Be that as it may, it's not the excuse given for her Appearance.
The "excuse" given for her appearance is that she was severely injured and disfigured in a spaceship crash, and the Talosians lacked sufficient knowledge of and familiarity with humans to do any better job at fixing her than they did. You're being incredibly over-simplistic in your reading of "they had never seen a human; they had no guide for putting me back together." By fixating purely on the superficial visual aspect, you're ignoring all the other blatantly obvious implications. If they had never even
seen a human before, that
also means they had no practice at physically working with human anatomy, nor training in the most effective surgical procedures for repairing it.
How would knowing that humans
shouldn't have a hump be of practical use in preventing her from having one, if her bones were shattered and dislocated, her muscles and tendons a mangled mass? They did the best they could, given what they had to work with. That
doesn't mean they thought that's what a human was
supposed to look like.
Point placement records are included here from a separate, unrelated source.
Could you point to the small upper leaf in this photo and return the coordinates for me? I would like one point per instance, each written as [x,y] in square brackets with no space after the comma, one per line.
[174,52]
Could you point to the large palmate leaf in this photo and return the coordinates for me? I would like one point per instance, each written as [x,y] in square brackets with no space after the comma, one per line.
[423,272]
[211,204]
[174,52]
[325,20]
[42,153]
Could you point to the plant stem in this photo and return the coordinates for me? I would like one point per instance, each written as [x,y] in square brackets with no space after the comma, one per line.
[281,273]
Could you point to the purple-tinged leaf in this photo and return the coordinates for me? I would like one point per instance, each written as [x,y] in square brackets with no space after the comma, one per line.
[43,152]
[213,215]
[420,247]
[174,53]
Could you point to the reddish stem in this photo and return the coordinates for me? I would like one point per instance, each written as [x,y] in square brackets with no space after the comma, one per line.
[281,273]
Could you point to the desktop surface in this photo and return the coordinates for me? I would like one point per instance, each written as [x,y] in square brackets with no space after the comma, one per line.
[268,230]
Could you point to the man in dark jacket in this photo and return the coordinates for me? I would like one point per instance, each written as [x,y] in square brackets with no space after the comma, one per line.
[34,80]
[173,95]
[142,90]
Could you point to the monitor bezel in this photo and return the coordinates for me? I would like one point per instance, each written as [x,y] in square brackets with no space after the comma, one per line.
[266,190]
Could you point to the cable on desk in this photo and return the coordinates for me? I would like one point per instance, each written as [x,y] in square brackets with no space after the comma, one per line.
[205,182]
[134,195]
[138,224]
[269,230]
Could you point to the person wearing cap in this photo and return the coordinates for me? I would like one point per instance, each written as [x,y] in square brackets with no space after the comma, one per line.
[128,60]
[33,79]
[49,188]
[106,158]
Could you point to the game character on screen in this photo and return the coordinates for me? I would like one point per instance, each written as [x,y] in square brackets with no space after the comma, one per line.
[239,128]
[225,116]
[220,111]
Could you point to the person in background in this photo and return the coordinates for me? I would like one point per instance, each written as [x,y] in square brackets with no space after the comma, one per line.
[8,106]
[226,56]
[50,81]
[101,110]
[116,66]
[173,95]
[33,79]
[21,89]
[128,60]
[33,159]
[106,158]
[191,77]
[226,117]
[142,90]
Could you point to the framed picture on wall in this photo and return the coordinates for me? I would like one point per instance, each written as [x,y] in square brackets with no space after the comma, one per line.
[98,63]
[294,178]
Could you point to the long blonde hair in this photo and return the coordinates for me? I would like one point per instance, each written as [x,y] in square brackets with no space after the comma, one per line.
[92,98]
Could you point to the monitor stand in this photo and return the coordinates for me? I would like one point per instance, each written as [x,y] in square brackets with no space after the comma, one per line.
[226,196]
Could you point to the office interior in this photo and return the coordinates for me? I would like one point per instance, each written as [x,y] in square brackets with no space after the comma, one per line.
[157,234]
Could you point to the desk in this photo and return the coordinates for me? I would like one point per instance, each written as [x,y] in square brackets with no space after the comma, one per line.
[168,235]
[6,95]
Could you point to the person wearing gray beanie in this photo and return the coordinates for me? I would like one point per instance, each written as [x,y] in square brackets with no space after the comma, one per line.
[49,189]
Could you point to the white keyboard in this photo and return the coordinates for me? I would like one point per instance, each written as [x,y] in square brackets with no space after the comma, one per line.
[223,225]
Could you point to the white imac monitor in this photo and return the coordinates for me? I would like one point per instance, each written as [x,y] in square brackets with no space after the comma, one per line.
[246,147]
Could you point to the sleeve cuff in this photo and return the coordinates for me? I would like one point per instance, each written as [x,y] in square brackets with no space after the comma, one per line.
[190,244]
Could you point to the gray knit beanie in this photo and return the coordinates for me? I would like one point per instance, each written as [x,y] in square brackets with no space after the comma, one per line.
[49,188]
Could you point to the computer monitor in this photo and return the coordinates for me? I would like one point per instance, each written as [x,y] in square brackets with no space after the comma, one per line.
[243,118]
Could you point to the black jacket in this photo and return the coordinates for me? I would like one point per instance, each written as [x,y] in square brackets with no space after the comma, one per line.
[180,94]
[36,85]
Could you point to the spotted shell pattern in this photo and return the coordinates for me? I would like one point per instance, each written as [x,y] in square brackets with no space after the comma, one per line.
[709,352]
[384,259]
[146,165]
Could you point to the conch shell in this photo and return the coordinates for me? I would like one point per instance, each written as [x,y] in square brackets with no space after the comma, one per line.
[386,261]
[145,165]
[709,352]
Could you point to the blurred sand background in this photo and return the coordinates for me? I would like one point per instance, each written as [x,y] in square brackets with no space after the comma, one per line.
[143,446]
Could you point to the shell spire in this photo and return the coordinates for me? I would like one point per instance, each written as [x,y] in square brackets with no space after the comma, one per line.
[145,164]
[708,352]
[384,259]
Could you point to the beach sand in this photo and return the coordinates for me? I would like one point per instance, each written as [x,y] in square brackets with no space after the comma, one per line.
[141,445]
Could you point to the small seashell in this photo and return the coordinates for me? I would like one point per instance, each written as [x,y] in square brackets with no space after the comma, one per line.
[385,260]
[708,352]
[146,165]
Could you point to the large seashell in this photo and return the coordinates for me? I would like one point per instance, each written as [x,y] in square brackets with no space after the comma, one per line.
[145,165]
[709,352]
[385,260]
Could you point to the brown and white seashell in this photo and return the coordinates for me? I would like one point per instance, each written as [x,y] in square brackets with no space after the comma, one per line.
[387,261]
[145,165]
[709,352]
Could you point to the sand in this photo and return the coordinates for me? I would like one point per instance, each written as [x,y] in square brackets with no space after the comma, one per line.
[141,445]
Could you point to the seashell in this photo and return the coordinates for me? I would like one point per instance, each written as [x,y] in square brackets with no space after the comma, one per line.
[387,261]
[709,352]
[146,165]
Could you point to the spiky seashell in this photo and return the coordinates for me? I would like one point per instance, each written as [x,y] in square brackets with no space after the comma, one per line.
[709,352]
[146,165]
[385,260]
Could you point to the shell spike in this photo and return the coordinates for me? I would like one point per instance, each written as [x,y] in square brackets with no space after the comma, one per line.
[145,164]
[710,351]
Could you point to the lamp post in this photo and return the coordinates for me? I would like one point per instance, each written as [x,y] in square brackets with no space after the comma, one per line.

You're acting as if they
intended her to look exactly as she did after they worked on her, deliberately arriving at that specific aesthetic result without any missteps or intervening complications, despite having zero experience in reconstructive surgery on a human,
because they'd never encountered one before.
Reading Vina's mind would not give them that experience, nor the materials to put it to effective use. Let's say I wrap my car around a tree in your front yard, wrecking it all to hell, and I ask you to fix it for me right there in your garage. How much will my handing you a photograph of what it looked like the day I drove it off the lot help you in actually getting it to look like that again? Not much. It's certainly not going to give you a sufficiently useful "guide for putting it back together" piece by piece. Knowing it's
supposed to be symmetrical is not going to facilitate it being
made symmetrical if all the structural components on one side are twisted and deformed. Knowing the wheels and headlights are
supposed to be straight is not going to teach you how to properly align them.
She suffered
extensive injuries in the crash, and mind-reading or no mind-reading, they didn't know
how to get her straight again. If bones aren't set precisely, they won't knit in the proper configuration, they won't be the same length or shape. You will be crooked. You may have a limp, and yes, even a hump. (It's called post-traumatic kyphosis. I Googled it.) If there is nerve damage, your facial features may droop, your movements may be uncoordinated. If things are not stitched up neatly and cared for meticulously afterward there will be extensive scar tissue. Fluids may collect, abscesses may form. If a careful regiment of physical therapy and other post-operative care is not followed, there can be any number of complications in the recovery, including loss of muscle tone and mobility, and further deformities. Avoiding all of this requires a
lot more than a mere picture of what someone looked like before the accident.